I dont think being an Aussie entitles you to a generous salary package. It will depend on your experience and skills in your chosen profession.


----------



## webmongaz (Feb 2, 2011)

sayyed said:


> I from Australia and I have heard that in UAE or QATAR being an Aussie you can get a generous salary package. can any one living in Gulf share their valuable piece of advise.
> thank you


Yes you are correct, last time I checked ALL Aussies receive a minimum starting salary of $1m USD per year no matter what the position.
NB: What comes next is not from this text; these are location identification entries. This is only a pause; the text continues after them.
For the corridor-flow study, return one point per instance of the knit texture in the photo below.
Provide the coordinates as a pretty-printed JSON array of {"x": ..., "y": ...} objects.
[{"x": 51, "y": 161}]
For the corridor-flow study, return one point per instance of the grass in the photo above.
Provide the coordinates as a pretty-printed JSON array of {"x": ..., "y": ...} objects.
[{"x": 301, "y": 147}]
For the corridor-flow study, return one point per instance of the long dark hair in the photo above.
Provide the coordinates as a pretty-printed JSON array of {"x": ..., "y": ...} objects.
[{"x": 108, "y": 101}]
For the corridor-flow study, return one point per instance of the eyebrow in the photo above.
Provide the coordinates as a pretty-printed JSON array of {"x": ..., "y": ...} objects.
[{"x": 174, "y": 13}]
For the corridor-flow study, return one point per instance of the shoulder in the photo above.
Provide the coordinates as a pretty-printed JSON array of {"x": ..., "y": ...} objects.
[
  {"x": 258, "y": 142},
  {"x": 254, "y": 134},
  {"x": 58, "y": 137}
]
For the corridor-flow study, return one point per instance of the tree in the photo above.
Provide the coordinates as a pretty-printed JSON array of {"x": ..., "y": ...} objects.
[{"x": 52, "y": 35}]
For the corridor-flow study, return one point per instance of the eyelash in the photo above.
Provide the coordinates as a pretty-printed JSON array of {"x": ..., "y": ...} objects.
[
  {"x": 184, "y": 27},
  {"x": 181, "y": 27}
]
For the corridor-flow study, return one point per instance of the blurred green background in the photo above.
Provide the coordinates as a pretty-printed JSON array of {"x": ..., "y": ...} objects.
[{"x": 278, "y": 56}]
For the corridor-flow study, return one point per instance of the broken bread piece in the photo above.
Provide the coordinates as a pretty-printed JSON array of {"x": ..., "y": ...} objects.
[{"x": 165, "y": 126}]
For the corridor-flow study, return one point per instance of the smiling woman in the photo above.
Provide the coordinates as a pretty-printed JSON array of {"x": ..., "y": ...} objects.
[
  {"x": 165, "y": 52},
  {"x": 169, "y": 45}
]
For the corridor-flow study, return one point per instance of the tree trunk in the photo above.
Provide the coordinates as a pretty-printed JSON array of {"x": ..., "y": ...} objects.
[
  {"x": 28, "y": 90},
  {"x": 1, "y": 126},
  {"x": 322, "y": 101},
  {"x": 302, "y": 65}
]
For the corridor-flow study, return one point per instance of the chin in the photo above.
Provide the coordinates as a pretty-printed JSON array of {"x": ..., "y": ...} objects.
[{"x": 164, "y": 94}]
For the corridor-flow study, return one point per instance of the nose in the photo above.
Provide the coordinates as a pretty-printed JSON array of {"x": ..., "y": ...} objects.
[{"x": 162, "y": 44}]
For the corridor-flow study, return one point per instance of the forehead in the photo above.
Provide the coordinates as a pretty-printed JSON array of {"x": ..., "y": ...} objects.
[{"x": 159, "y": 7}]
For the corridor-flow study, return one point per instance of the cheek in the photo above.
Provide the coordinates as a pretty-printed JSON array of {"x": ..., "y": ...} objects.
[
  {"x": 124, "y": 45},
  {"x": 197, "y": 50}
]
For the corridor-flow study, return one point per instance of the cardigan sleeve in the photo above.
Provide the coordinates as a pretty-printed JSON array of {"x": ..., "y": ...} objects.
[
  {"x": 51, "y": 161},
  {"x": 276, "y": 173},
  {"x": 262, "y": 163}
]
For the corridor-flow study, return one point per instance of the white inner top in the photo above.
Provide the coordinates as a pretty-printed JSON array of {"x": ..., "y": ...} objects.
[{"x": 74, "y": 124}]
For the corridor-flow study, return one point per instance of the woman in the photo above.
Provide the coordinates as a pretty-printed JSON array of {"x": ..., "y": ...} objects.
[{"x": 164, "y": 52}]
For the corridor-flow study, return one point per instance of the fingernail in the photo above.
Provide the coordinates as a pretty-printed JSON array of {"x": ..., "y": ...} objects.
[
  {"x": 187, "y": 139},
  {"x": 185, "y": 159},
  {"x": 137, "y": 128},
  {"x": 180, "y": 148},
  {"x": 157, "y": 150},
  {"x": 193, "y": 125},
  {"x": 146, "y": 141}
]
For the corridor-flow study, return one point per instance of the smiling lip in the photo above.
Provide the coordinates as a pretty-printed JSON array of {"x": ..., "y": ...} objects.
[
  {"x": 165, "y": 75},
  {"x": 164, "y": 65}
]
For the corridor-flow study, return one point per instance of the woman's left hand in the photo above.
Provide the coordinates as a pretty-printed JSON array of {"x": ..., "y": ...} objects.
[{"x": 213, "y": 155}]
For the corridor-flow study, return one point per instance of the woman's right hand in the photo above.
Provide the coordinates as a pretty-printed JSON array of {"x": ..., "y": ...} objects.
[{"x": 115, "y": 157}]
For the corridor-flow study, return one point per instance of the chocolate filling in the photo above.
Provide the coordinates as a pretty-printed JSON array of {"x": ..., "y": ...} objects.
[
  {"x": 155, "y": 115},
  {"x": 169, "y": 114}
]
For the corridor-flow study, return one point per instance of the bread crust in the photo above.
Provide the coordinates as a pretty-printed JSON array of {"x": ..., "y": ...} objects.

I hate being British


----------



## nazimm (Aug 13, 2010)

Right, requesting Aussie passport next week Same time next year, I am a millionaire...
That was easy...


----------



## Kawasutra (May 2, 2011)

sayyed said:


> I from Australia and I have heard that in UAE or QATAR being an Aussie you can get a generous salary package. can any one living in Gulf share their valuable piece of advise.
> thank you


ound: , yes especially the people from the outback because they have lots of experience how to deal with the crawling creatures...


----------



## Tropicana (Apr 29, 2010)

sayyed said:


> I from Australia and I have heard that in UAE or QATAR being an Aussie you can get a generous salary package. can any one living in Gulf share their valuable piece of advise.
> thank you


Fax your passport copy to a major recruiting company, after verifying that you are actually an Australian, they will send you an offer letter for a salary of a minimum of 100,000 AUD a month, once you accept they will decide what position would suit you....


----------



## Jynxgirl (Nov 27, 2009)

Seems very valuable advice. 

Looks like from the sentence structure, aussie passport might not have been the first/native passport. They will request to verify your 'identity' by sending a pic. If you are not white, the passport will only get you half a million instead....


----------



## Felixtoo2 (Jan 16, 2009)

If only you had a New Zealand passport instead, then they`ll pay you half a million d`s to not come!!


----------



## MaidenScotland (Jun 6, 2009)

Naughty naughty


----------